Metadata-Version: 2.4
Name: hsort
Version: 3.0.0
Summary: A high-performance sorting and merging engine optimized for processing large-scale data files, with stable multi-key sorting support for fixed-length, variable-length, and CSV formats.
Author-email: 株式会社GPO <soft@gpo-i.com>
License: Proprietary
Project-URL: Homepage, https://github.com/xuhui-hou/hsort
Project-URL: Repository, https://github.com/xuhui-hou/hsort
Project-URL: Issues, https://github.com/xuhui-hou/hsort/issues
Keywords: sort,merge,csv,large-files,stable-sort,extension
Classifier: Development Status :: 5 - Production/Stable
Classifier: Intended Audience :: Developers
Classifier: Operating System :: Microsoft :: Windows
Classifier: Operating System :: POSIX :: Linux
Classifier: Operating System :: MacOS
Classifier: Programming Language :: C
Classifier: Programming Language :: Python :: 3
Classifier: Programming Language :: Python :: 3 :: Only
Classifier: Programming Language :: Python :: 3.9
Classifier: Programming Language :: Python :: 3.10
Classifier: Programming Language :: Python :: 3.11
Classifier: Programming Language :: Python :: 3.12
Classifier: Programming Language :: Python :: 3.13
Classifier: Topic :: Software Development :: Libraries :: Python Modules
Classifier: Topic :: Text Processing
Requires-Python: >=3.9
Description-Content-Type: text/markdown
License-File: LICENSE
Dynamic: license-file
Dynamic: requires-python

# HSORT

## 🌐 Languages

- 🇺🇸 English
- 🇯🇵 [日本語](https://github.com/xuhui-hou/hsort/blob/main/README.ja.md)
- 🇨🇳 [简体中文](https://github.com/xuhui-hou/hsort/blob/main/README.zh-CN.md)
- 🇹🇼 [繁體中文（台灣）](https://github.com/xuhui-hou/hsort/blob/main/README.zh-TW.md)

High-performance sort/merge **Python extension** backed by a C engine.
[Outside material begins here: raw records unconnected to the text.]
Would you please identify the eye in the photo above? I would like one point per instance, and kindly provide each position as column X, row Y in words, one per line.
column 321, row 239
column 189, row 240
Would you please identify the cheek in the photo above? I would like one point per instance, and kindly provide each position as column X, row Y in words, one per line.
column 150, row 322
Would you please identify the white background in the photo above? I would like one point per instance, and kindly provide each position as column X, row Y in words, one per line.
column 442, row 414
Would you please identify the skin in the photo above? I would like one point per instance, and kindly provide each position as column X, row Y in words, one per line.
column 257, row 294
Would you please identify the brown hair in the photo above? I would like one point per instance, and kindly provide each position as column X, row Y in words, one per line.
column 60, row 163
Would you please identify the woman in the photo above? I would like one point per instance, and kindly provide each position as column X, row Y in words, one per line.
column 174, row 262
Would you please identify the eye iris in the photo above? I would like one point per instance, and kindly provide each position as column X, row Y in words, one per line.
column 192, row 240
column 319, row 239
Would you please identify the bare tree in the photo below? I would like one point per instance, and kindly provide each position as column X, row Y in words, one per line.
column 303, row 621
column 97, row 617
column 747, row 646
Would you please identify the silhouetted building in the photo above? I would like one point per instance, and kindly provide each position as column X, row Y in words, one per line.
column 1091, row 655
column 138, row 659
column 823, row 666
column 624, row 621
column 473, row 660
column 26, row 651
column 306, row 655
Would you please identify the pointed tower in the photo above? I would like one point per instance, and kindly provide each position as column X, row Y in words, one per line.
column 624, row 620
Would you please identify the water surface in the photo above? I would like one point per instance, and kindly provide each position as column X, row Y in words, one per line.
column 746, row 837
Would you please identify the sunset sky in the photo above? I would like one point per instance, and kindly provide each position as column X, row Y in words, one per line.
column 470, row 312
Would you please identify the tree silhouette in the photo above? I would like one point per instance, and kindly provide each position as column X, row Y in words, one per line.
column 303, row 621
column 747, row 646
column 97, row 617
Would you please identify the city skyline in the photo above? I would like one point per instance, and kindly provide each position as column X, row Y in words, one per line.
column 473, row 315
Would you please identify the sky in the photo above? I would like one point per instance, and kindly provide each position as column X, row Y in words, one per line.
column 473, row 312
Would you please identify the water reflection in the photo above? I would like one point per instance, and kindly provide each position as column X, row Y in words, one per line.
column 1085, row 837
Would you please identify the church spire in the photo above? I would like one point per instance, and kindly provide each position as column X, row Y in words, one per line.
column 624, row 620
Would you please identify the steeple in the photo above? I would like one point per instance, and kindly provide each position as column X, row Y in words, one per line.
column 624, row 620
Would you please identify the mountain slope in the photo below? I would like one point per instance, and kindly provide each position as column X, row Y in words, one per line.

Uses an internal memory pool for fast sorting of fixed-length, variable-length, and CSV files, plus merge of sorted inputs.

- **Sort** — Order records by text or numeric keys, ascending or descending  
- **Merge** — Combine multiple sorted files into one stream  

## Highlights

- Install with **pip** from PyPI  
- **`hsort`** CLI and **`import hsort`** Python API  
- **Windows, Linux, macOS**  
- Unix-style **`-` / `--`** options  

## Sort modes

**In-memory sort** — When enough memory is available for the dataset, sorting avoids temp files.

**External sort** — When memory is insufficient, data is split, sorted in chunks, and merged using temporary files.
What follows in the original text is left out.